Maybe it's only because I finally have time to read it in its entirety, but this week's issue of the New Yorker is simply delightful, albeit in unexpected ways.

Titled "The Food Issue," there's more than just good food writing here. The first piece that really caught my attention was James Surowiecki's fine and timely essay on conventions and other megaevents: specifically, why cities like Boston, New York, and Athens, spend tremendous time, money, and other resources to attract big-name conventions when there's little in the way of dollar-for-dollar payoff. (I recently had a chance to watch Michael Moore's Roger and Me -- some of the saddest moments in Flint's history came when it unbelievably and unsuccessfully tried, after crippling GM layoffs, to reinvent itself as a tourist and convention destination.)

The food essays, however, really shine, especially as they very nearly toe the line between ordinary food writing and full-blown, abstract literary fabulism. When Jim Harrison writes of a 37 course lunch he enjoyed with fellow gourmands in the French countryside, complete with late-Renaissance recipes like delicately poached pig snouts and other various and sundry animal parts cooked in other animal's organs, the effect is less Nigella Lawson than Jorge Luis Borges -- or better yet, Poe. Calvin Trillin's terrific essay on snoek (a herring-like fish eaten by black South Africans) has a similar pulling-your-leg quality: I found that I frequently asked myself, Does this fish even exist?
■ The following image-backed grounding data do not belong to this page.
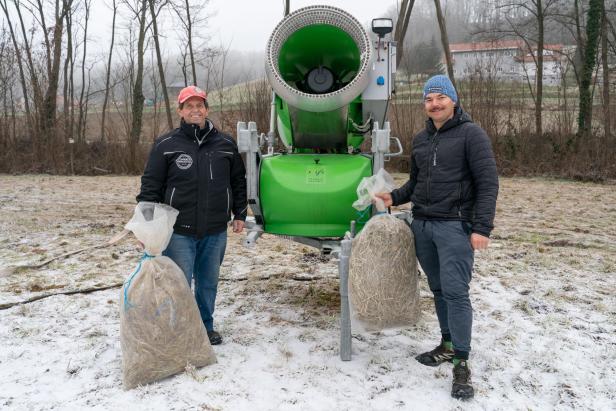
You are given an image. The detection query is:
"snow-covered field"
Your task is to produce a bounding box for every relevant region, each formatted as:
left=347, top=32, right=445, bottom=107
left=0, top=174, right=614, bottom=411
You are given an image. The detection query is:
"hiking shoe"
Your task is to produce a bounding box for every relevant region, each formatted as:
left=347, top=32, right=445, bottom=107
left=207, top=330, right=222, bottom=345
left=451, top=360, right=474, bottom=400
left=415, top=340, right=454, bottom=366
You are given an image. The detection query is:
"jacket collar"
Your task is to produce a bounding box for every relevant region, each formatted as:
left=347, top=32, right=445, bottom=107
left=425, top=106, right=472, bottom=134
left=179, top=119, right=217, bottom=143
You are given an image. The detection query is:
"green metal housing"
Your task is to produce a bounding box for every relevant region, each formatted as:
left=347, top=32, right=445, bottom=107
left=275, top=24, right=367, bottom=151
left=259, top=154, right=372, bottom=237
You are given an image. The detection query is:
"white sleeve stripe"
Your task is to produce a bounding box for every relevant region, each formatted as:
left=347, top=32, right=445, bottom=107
left=155, top=136, right=173, bottom=148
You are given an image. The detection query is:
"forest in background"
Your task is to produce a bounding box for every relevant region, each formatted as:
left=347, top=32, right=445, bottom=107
left=0, top=0, right=614, bottom=180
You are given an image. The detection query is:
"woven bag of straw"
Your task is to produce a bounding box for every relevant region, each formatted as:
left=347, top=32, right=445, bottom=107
left=120, top=202, right=216, bottom=389
left=120, top=255, right=217, bottom=389
left=349, top=214, right=420, bottom=330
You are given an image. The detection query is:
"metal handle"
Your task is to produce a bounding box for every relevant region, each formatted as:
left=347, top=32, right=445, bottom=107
left=385, top=136, right=403, bottom=157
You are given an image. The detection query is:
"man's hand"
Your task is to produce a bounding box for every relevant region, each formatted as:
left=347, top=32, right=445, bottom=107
left=373, top=192, right=393, bottom=208
left=232, top=219, right=245, bottom=233
left=470, top=233, right=490, bottom=251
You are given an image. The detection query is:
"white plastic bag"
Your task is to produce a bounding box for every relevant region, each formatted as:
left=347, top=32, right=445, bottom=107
left=120, top=202, right=216, bottom=389
left=352, top=168, right=396, bottom=212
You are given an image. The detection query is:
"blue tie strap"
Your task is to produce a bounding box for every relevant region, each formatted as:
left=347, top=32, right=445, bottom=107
left=123, top=252, right=154, bottom=311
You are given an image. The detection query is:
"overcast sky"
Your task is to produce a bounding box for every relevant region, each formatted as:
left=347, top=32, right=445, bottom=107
left=205, top=0, right=399, bottom=51
left=87, top=0, right=400, bottom=53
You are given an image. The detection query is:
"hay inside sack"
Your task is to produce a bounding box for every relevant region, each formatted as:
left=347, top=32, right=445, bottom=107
left=121, top=202, right=216, bottom=389
left=349, top=214, right=420, bottom=331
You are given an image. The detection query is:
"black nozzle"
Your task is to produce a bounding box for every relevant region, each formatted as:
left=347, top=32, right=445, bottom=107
left=305, top=66, right=335, bottom=94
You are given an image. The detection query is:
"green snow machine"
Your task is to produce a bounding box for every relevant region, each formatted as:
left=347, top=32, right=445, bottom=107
left=239, top=5, right=400, bottom=246
left=237, top=5, right=402, bottom=360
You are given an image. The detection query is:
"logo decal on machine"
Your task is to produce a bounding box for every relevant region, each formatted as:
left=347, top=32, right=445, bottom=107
left=175, top=154, right=193, bottom=170
left=305, top=166, right=326, bottom=184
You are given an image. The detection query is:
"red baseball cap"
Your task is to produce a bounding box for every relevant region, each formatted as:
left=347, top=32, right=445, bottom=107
left=178, top=86, right=207, bottom=104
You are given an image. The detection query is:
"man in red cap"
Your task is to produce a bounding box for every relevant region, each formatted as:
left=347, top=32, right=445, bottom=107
left=137, top=85, right=247, bottom=345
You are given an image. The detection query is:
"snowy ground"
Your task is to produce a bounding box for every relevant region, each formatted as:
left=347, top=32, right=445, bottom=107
left=0, top=174, right=615, bottom=411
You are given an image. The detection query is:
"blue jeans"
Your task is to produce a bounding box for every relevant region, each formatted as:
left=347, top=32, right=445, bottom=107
left=163, top=231, right=227, bottom=331
left=411, top=220, right=474, bottom=354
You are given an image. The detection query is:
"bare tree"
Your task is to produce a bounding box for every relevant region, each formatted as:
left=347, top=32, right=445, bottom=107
left=0, top=0, right=33, bottom=134
left=600, top=0, right=610, bottom=140
left=172, top=0, right=210, bottom=86
left=14, top=0, right=44, bottom=129
left=76, top=0, right=91, bottom=143
left=101, top=0, right=118, bottom=142
left=433, top=0, right=456, bottom=88
left=492, top=0, right=559, bottom=136
left=210, top=42, right=231, bottom=129
left=123, top=0, right=150, bottom=171
left=148, top=0, right=173, bottom=130
left=394, top=0, right=417, bottom=67
left=62, top=0, right=75, bottom=143
left=551, top=0, right=585, bottom=87
left=41, top=0, right=73, bottom=140
left=0, top=27, right=18, bottom=145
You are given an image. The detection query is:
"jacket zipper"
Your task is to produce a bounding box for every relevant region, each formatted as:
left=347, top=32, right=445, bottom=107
left=209, top=152, right=213, bottom=180
left=194, top=128, right=201, bottom=235
left=226, top=187, right=230, bottom=215
left=169, top=187, right=176, bottom=207
left=457, top=182, right=462, bottom=217
left=426, top=131, right=438, bottom=206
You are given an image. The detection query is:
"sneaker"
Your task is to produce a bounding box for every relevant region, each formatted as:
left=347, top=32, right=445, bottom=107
left=451, top=360, right=474, bottom=400
left=415, top=340, right=454, bottom=366
left=207, top=330, right=222, bottom=345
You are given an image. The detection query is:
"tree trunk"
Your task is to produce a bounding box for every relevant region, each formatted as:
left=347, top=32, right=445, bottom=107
left=101, top=0, right=117, bottom=142
left=149, top=0, right=174, bottom=131
left=14, top=2, right=43, bottom=131
left=41, top=0, right=71, bottom=171
left=577, top=0, right=603, bottom=137
left=129, top=0, right=148, bottom=172
left=184, top=0, right=197, bottom=85
left=77, top=0, right=90, bottom=144
left=600, top=0, right=610, bottom=141
left=35, top=0, right=52, bottom=75
left=0, top=0, right=33, bottom=135
left=41, top=1, right=70, bottom=130
left=62, top=5, right=73, bottom=145
left=434, top=0, right=456, bottom=88
left=394, top=0, right=416, bottom=67
left=536, top=0, right=544, bottom=137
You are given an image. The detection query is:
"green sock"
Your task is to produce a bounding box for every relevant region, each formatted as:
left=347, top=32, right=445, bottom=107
left=443, top=341, right=453, bottom=351
left=452, top=358, right=469, bottom=366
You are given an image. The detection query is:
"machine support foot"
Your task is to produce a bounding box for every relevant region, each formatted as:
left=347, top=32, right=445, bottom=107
left=339, top=236, right=353, bottom=361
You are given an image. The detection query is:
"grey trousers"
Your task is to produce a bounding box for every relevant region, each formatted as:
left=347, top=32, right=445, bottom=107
left=411, top=219, right=474, bottom=354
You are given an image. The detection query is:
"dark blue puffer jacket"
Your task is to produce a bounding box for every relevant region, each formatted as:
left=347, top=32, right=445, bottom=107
left=391, top=107, right=499, bottom=237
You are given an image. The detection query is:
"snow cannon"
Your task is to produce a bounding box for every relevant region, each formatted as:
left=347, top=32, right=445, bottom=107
left=238, top=5, right=400, bottom=243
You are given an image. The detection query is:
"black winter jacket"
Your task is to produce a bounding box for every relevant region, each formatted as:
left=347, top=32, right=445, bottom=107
left=391, top=107, right=499, bottom=237
left=137, top=120, right=247, bottom=238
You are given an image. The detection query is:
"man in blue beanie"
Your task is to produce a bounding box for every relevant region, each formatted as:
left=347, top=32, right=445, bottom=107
left=376, top=75, right=499, bottom=400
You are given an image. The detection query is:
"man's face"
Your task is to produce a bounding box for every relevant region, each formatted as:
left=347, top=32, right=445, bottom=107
left=178, top=96, right=208, bottom=128
left=424, top=93, right=455, bottom=126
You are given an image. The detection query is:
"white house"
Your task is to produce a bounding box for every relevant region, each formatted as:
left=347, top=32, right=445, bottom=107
left=449, top=40, right=572, bottom=85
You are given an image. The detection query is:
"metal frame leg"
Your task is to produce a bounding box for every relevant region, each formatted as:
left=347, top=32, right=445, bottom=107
left=339, top=237, right=352, bottom=361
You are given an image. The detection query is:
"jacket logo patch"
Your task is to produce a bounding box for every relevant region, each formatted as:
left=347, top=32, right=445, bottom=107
left=175, top=154, right=193, bottom=170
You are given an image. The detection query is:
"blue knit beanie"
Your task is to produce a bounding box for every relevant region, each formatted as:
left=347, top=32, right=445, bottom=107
left=423, top=75, right=458, bottom=103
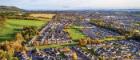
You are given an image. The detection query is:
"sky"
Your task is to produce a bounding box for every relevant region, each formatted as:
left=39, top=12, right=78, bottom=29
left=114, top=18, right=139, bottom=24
left=0, top=0, right=140, bottom=10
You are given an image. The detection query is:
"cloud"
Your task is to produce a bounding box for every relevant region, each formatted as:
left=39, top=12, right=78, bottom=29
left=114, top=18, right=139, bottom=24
left=0, top=0, right=140, bottom=10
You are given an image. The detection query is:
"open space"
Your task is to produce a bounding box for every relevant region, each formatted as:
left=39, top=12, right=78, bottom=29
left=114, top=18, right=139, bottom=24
left=0, top=19, right=47, bottom=41
left=66, top=28, right=86, bottom=41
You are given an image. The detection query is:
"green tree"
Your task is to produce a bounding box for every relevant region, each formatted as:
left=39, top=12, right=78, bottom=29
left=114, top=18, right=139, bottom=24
left=21, top=26, right=38, bottom=40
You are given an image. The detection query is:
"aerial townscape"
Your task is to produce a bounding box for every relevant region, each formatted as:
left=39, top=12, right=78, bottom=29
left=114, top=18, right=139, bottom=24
left=0, top=0, right=140, bottom=60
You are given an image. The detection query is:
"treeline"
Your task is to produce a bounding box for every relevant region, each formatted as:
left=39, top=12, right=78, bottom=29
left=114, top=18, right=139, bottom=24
left=90, top=19, right=140, bottom=40
left=21, top=26, right=39, bottom=41
left=0, top=12, right=39, bottom=20
left=131, top=33, right=140, bottom=41
left=0, top=26, right=39, bottom=60
left=0, top=33, right=28, bottom=60
left=0, top=14, right=6, bottom=27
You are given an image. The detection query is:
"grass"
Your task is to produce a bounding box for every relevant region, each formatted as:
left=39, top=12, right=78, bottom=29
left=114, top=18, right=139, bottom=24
left=66, top=28, right=86, bottom=41
left=0, top=19, right=47, bottom=41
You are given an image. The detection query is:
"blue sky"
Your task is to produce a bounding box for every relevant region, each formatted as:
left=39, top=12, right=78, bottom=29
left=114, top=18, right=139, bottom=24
left=0, top=0, right=140, bottom=10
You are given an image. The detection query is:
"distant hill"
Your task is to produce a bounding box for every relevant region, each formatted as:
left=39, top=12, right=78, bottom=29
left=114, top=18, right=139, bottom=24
left=0, top=6, right=23, bottom=12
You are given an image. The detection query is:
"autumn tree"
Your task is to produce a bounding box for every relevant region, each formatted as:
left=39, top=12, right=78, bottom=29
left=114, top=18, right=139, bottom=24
left=72, top=52, right=78, bottom=60
left=79, top=39, right=87, bottom=46
left=1, top=41, right=10, bottom=51
left=87, top=38, right=92, bottom=44
left=15, top=32, right=24, bottom=41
Here food is less the ineradicable content of than the occasion for writing: despite (or perhaps because of) the lush details and descriptive acumen on display in the essays, the food itself is a cipher, a placeholder: it doesn't exist. Or at least it doesn't matter whether it exists or not. Madame Bovary has nothing on good food writing: its author knows that while food presents perhaps the ultimate satisfaction for desire, desire itself is better served by its object's absence than its presence. And what could we want more than the prolongation of desire itself?